Department Adopts Environmental Regulations of Cheyenne River Sioux Tribe

Media Contact: Nedra Darling, OPA-IA Phone: 202-219-4152
For Immediate Release: May 26, 1977

Secretary of the Interior Cecil D. Andrus and Chairman of the Cheyenne River Sioux Tribe Wayne Ducheneaux jointly announced today that the Department of the Interior has agreed to adopt environmental regulations enacted by the tribe to govern mineral development and oil and gas leasing activities on tribal and allotted land within the tribe's reservation in South Dakota.

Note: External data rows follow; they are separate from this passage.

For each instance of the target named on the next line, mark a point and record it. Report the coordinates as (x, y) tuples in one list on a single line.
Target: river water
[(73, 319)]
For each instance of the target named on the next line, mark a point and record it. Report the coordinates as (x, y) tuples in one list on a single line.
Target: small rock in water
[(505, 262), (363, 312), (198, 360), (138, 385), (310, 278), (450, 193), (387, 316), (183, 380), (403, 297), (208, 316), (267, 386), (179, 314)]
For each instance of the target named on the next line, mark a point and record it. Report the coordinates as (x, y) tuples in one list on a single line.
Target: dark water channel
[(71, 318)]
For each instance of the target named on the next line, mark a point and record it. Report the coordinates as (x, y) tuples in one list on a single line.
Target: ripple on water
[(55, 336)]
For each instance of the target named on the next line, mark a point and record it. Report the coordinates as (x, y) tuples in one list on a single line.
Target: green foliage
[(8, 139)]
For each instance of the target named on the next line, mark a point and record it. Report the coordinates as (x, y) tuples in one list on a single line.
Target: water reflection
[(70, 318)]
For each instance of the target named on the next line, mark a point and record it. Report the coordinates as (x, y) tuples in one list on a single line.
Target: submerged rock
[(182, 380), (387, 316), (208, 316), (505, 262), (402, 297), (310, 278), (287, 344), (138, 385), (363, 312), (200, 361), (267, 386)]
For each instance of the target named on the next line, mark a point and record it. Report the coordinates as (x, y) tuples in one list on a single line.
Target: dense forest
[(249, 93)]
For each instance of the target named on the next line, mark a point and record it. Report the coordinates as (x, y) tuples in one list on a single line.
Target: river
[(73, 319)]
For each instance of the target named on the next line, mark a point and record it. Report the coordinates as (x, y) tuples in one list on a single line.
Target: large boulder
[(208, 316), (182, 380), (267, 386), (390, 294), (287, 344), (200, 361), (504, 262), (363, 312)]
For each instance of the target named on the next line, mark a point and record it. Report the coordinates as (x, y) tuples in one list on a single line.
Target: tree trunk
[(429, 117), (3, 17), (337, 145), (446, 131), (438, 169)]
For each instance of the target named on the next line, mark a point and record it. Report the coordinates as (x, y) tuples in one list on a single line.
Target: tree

This will be the first time a tribe's environmental regulations will have been accepted in place of the Department's general regulations. The action parallels recent Interior acceptance of state mining and reclamation standards for mining activities on Federal lands in several western states.

"The agreement with the Cheyenne River Sioux Tribe" represents a significant advance in the United States' commitment to self-determination for Indian tribes," Secretary Andrus said.

He added that while the Bureau of Indian Affairs still has ultimate responsibility for insuring adequate protection of the environment in reservation mineral leasing activities, the new agreement allows the tribe to establish the standards to be enforced by the BIA, so long as those standards are no less stringent than existing Federal regulations.

Secretary Andrus and Chairman Ducheneaux noted that the agreement disposes of litigation brought by the tribe to compel compliance with tribal requirements in mining operations on allotted lands within the reservation, allotted lands are not tribally owned through within the reservation jurisdiction.

Under the new agreement, the Tribe will determine in the first instance whether proposed mineral leasing activity subject to BIA regulation complies with applicable tribal environmental standards, The Secretary will accept this tribal determination, providing he does not find it arbitrary and capricious.